Longer lorries don't necessarily mean more dangerous lorries, according to the Freight Transport Association (FTA).
The trade body was responding to the recently published Department for Transport (DfT) review of the Longer Semi-Trailer (LST) Trial.
Its study concludes that there have been no LST-related deaths or serious injury accidents reported since the trial began three years ago.
The FTA says such vehicles not only reduce companies' carbon footprint they also save them money in lowering their amount of lorry miles. The trial has been examining if the environmental benefits of longer LSTs are outweighed by safety considerations.
The Government is satisfied, however, that there are no immediate worries that these longer trailers are more prone to causing accidents than ordinary models.
It also finds that LSTs save operators about 5% of their normal journeys (one in 22). Some high-end trailers even save around 11% of trips.
The DfT analysed the safety, efficiency and emissions impact of these trailers.
Semi-trailers are front axle-less trailers which have wheels to the rear but are supported at their front by their tractor unit.
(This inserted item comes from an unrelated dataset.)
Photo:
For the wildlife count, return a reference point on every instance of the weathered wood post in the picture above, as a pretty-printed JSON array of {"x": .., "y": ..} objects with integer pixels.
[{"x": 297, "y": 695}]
The official trial allowed no more than 1,800 trucks to use units in two different length categories both longer than the normal 13.6 trailers. These were a maximum of 15.65m and a smaller one with a maximum 14.6m.
The trial does not end there, however. The Government wants to get more freight firms to take part by December 31 to enable the full 1,800-trailer allocation to be taken up.
LSTs have saved companies between 4.2 million to 5.2 million business kilometres over the past three years, resulting in lower carbon dioxide waste, according to figures.
LST empty running is put at just 19% in contrast to roughly 29% for articulated lorry data as a whole.
FTA engineering head Andy Mair says the Government's review proves that LSTs are running "responsibly" and "safely".
He says the association backs their use because of the efficiency and environmental advantages they hold over standard trailers. This is something that has been underlined in the DfT report, Mr Mair added.